To prepare for Artificial Urinary Sphincters and Adjustable Dual-Balloon Continence Therapy in men, the patient should undergo an in-depth examination, including a medical history, physical check-up, and specific tests if necessary. They may also need a urine test to check for bacterial infections. Prior to the procedure, the patient will be positioned and prepped for surgery, and the equipment used will be carefully cleaned and stored in a sterile saline solution.

The complications of Artificial Urinary Sphincters and Adjustable Dual-Balloon Continence Therapy in men include damage to the urethra during surgery, which may require repair and delay in inserting the device, increased risk of bladder damage in patients with previous pelvic surgery or treatment (which can be reduced by keeping a catheter in place during surgery), accidental entry into the peritoneum or bowel injury during surgery, potential complications for women due to the proximity of the bladder, vagina, and surrounding structures, problems such as fluid loss from the device, thinning of urethral tissue, infection, and the need for additional surgery, lack of improvement in symptoms or continued symptoms such as frequent urination or urgent need to urinate, difficulty or pain during urination, blood in the urine, inability to pass urine, the need for catheterization after surgery, increased risk of infection (especially in patients with previous radiation treatment), urethral thinning over time, erosion of the device (which requires removal and a rest period before a new device can be inserted), and the need for device servicing or replacement in about 20% of patients.
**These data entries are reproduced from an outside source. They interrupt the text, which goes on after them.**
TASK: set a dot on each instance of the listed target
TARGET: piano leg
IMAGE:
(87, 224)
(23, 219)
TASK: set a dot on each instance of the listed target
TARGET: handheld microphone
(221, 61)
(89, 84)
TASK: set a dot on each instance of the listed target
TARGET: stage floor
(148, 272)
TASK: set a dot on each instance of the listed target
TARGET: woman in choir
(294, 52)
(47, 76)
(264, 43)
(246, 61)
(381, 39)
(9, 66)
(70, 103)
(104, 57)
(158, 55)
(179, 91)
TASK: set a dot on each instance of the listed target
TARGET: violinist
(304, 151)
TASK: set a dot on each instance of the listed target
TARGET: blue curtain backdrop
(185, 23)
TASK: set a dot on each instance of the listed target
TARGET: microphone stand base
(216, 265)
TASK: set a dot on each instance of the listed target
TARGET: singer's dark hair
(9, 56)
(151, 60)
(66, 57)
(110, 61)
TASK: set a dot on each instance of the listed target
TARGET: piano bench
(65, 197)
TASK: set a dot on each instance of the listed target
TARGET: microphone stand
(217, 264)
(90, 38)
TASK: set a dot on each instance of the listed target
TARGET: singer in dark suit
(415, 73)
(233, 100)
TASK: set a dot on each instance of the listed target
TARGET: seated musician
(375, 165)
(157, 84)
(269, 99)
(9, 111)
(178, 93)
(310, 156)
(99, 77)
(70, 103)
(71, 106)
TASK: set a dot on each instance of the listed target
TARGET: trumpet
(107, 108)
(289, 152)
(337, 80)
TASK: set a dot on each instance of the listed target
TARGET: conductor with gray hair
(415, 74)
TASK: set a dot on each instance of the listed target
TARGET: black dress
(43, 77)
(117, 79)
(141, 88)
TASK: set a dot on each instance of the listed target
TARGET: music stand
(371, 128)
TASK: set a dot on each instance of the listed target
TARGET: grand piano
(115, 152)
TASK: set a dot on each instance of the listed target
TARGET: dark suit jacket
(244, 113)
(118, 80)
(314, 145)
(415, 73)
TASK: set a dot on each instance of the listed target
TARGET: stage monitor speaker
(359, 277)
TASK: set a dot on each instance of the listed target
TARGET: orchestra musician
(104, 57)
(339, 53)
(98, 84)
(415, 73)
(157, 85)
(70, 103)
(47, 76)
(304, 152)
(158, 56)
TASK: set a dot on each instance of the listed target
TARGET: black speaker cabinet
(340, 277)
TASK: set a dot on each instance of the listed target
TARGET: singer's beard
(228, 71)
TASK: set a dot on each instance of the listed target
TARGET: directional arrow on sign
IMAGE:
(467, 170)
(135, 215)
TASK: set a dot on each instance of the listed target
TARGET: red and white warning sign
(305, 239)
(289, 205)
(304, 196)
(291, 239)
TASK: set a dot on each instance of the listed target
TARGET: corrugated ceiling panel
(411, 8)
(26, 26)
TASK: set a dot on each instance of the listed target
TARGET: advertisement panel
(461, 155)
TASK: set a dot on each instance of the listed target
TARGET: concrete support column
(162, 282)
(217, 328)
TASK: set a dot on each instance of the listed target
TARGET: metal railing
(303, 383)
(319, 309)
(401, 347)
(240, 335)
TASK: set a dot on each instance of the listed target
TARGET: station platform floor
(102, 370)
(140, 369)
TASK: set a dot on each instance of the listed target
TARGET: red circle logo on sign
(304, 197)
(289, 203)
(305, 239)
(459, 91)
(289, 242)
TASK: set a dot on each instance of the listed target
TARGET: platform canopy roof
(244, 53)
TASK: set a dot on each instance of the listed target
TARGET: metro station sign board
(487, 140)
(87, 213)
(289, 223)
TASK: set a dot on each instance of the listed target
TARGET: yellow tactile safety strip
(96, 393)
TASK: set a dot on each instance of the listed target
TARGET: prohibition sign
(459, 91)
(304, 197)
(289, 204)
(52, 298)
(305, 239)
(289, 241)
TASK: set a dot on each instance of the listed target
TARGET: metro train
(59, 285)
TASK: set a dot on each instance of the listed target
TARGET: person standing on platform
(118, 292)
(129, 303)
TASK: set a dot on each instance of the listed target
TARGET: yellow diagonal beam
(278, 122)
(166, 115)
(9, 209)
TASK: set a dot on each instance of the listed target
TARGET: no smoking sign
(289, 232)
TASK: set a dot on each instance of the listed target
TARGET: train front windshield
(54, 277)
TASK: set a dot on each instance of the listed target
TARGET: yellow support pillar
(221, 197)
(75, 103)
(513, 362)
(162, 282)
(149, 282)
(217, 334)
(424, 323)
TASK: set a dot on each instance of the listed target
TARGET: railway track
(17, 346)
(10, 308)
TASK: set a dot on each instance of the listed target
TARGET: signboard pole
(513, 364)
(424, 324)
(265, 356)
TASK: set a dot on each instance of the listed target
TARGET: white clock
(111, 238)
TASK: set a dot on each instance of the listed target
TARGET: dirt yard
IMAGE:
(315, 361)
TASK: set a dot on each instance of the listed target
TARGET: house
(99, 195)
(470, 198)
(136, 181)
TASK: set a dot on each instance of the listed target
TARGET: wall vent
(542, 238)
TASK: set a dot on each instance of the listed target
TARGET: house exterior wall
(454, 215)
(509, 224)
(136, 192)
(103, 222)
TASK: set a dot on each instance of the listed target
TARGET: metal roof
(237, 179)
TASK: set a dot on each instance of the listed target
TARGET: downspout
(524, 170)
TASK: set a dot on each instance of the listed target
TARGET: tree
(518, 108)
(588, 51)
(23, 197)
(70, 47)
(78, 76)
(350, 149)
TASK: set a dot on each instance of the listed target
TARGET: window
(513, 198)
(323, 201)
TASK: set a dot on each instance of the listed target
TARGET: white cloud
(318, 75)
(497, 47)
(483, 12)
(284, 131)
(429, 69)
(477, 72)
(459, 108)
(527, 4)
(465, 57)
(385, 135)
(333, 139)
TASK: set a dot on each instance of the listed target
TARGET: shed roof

The symptoms that require Artificial Urinary Sphincters and Adjustable Dual-Balloon Continence Therapy in men include serious and troubling urinary incontinence that hasn't improved with simpler treatments, stress incontinence lasting at least a year after prostate surgery, and other causes leading to a lack of control like pelvic fractures, spinal cord injuries, reconstructed urine passages, nerve problems in the bladder affecting sphincter function, and unsuccessful continence procedures in the past.

There is no information provided in the given text about the safety of Artificial Urinary Sphincters and Adjustable Dual-Balloon Continence Therapy in men during pregnancy. It is important to consult with a healthcare professional for specific information and guidance regarding these treatments and their safety during pregnancy.